Some have given us 50 years or so for things to last as we know them. What next, Planet of the Apes?? Back to stone age?? This short sighted world does not quite feel like home at all, i.e. days when I used to imagine how everything circled around compassion.

Coming to computer architecture, one the one hand you have David Patterson delivering a lecture in PARC forum on how it is going to be grand many core era and the inevitable slow death of things we hold near and dear, Pentium IV, AMD Opteron, Power4, Itanium, and not to miss the unscalable yester years' misguiding notions like Alpha EV8 or 21464, notions @ http://www.cs.washington.edu/research/smt/. On the other hand you have venture capitalists claiming that the investments in Silicon are pointless. They are looking to sponsor projects only in Web 2.0! Unfortunately the next big thing will be Web 2.0, it seems. This Web 2.0 is all hype, right. Most of the smart audio projects seem to be circling around ipods. As one who does not possess ipod, I find this rather pointless. Secondly all this cool apps like, google word/excel etc web apps do not hold water. And they are not like a technical marvel. There is DocBook and likewise XML driven apps. So a tree structure intermediate language i.e. XML is primarily the basis for everything? But thinking positively does it mean revival of great stuff like Latex, which people never really adapted in a broad scale? Does not make much of a difference to me, especially and to some others I know. I have used Latex for a while and it has been my tool of choice to write a technical document.

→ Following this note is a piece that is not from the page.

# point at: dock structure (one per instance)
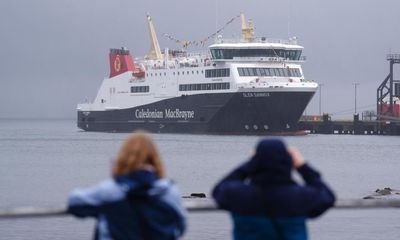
(197, 205)
(325, 125)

Of late I am taking interest in data flow exectution machines. I am working on the compiler for a processor which has no register files or a common store as we know them. i.e it does not have a notion of a stack for parameter passing. What the is the computation model you may ask. Values do not stay at a place for more than a clock tick or two. Generated data must be either consumed or passed around to be used later. Complications arise especially if you try to compile to this from an imperative language like C, which is what they (including me) are trying to do here over the years... but there is just so much to do.

I am exploring if Dr. Kesav Pingali's work: "Dependency flow graphs: An algebraic approach to Program Dependencies" apply here. More on it later!